Third, the Court held that when an employee is covered by a valid collective bargaining agreement and provides the employee with an “unpaid meal period,” that time is nonetheless compensable as “hours worked” if the employer prohibits the employee from leaving the employer’s premises or a designated area and the prohibition prevents the employee from engaging in personal activities they would otherwise be able to engage in.
The Court did not opine on whether the unpaid meal periods were compensable on the facts of this case. However, the Court upheld its prior decisions regarding employer control in the context of unpaid meal periods – “ ‘[w]hen an employer directs, commands or restrains an employee from leaving the work place during his or her lunch hour and thus prevents the employee from using the time effectively for his or her own purposes, that employee remains subject to the employer’s control,’ and thus the employee must be compensated for that time.”

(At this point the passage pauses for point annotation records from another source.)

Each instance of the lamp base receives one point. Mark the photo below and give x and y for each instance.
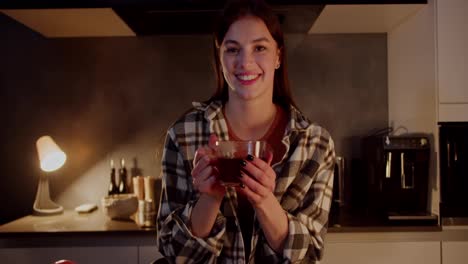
(43, 205)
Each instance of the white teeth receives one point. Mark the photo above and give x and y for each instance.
(247, 77)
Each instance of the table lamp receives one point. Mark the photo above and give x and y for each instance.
(51, 158)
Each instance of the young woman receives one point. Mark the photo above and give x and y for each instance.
(280, 212)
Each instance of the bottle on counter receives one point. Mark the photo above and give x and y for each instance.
(113, 189)
(123, 185)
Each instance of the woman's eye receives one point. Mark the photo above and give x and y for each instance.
(260, 48)
(232, 50)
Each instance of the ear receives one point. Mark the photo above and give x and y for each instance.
(278, 59)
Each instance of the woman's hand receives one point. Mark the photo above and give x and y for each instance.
(205, 174)
(258, 178)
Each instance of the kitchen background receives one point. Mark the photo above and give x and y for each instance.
(103, 98)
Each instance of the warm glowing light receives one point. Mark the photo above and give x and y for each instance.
(51, 157)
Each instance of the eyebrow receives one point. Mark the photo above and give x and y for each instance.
(230, 41)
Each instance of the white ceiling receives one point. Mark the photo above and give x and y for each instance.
(77, 22)
(103, 22)
(362, 18)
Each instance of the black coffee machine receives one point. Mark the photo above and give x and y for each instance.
(397, 173)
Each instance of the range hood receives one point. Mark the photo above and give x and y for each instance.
(150, 21)
(87, 18)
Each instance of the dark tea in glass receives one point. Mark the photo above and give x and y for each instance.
(230, 154)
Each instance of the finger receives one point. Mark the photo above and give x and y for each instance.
(269, 157)
(247, 192)
(201, 165)
(203, 176)
(253, 185)
(212, 140)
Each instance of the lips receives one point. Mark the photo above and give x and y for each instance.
(247, 78)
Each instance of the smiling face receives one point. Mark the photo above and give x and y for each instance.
(249, 57)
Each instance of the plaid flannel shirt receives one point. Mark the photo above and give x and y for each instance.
(303, 187)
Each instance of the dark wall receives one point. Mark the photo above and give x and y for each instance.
(103, 98)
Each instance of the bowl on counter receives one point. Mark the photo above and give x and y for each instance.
(120, 206)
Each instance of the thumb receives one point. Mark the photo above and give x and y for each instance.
(212, 140)
(269, 156)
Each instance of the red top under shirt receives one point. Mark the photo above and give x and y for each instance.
(273, 136)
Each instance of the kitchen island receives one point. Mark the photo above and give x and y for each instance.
(93, 238)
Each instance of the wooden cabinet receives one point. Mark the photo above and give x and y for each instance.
(98, 255)
(148, 254)
(452, 59)
(382, 253)
(454, 252)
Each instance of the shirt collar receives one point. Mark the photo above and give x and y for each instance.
(212, 109)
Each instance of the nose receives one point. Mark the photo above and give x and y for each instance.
(244, 59)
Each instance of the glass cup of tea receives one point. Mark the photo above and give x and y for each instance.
(229, 155)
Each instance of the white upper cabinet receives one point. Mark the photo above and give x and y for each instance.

What Does This Mean For California Employers?
Although the facts in Huerta are unique, much of the Court’s reasoning is widely applicable. As such, California employers should carefully analyze policies and practices with respect to off-the-clock security screenings, other mandatory processes occurring before or after work, travel time, and on-premises meal periods to determine whether the facts and circumstances are such that employees should be compensated for that time.